The direct provision system has left thousands of asylum seekers confined to living in unacceptable conditions, at risk of mental health problems, deprived of basic rights like the right to cook, and in effect bound to a life of poverty. Massive backlogs in the system mean that many of these people have spent years living in these conditions. A position paper published by the College of Psychiatrists of Ireland on the Mental Health Service Requirements for Asylum Seekers, Refugees and Migrants from Conflict Zones acknowledges the urgent need to replace the direct provision system:
The utilization of Direct Provision which has been in place since 1999 has long outlived its purpose. It has left a significant number of people living in poor accommodation, living among strangers and allowing their abilities to self-care atrophy. They have little choice in their food intake and they are not in a position to cook for themselves. They are unable to access employment. The current desultory provision of €19.20 a week per adult and €15.60 per child is inappropriate. This programme urgently needs to be revised.”

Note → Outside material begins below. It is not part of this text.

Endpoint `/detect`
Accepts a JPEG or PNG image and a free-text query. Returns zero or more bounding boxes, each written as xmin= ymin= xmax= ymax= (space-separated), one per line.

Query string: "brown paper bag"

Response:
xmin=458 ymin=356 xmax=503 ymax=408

The paper acknowledges the need for targeted and specific care for these severely traumatised children and adults, whose mental health can be worsened by living in the direct provision system:
“Unless you have witnessed war, atrocities, persecution, natural disasters and grinding poverty, it is very hard to comprehend the damage that these experiences can cause to the human mind resulting in psychological illness…Refugees and asylum seekers suffer higher rates of anxiety and depressive disorders than other sections of society. They also have up to ten times the level of post traumatic disorder (PTSD) compared to the indigenous population…It has been the expectation to date that this group be assessed and treated by the local mental health services. This is seen as making their situation equitable to that of Irish Citizens however their needs and circumstances are not the same and therefore require a more nuanced response which cannot be automatically assumed available within generic services. These services are already overwhelmed and in many situations, are having major difficulties caring for the local indigenous population. Mental health services should be provided in a culturally and linguistically sensitive manner. This needs to be addressed proactively. This requires the funding of additional mental health sessions for this population given the complexities of their needs in the catchment areas where they are present in significant numbers.”
The paper identifies barriers to care for an asylum seeker:
- Assignment to a GP
- Transport to GP
- Attitudes towards Mental Illness (Patient)
- Attitudes towards Asylum Seekers (Doctor)
- Understanding what the referral means
- Understanding the appointment letter
- Transport to the mental health service appointment
- Chaperones/cultural issues
- Availability of past records
- Integration with other services
- Psychotherapies not available in relevant language
A detailed list of recommendations is included in the paper which calls for psychological assessment at the point of arrival, the development of accessible mental health resources, specialised services such as psychotherapy that may be required for survivors of torture and other traumas, and the inclusion children’s needs in plans for service delivery.
The Irish Times piece did feature some recent advances such as the International Protection Act 2015 which allows asylum seekers apply for all forms of protection in one application which has reduced the time spent by people in the system. The ban on asylum seekers joinging the labour market could also be a thing of the past, with Minister for Justice Charlie Flanagan stating that some adult asylum seekers may soon be allowed to work.
Regardless of these developments Ireland can no longer ignore the inhumanity of the direct provision system and it’s affect on those who have come to our shores seeking compassion and refuge.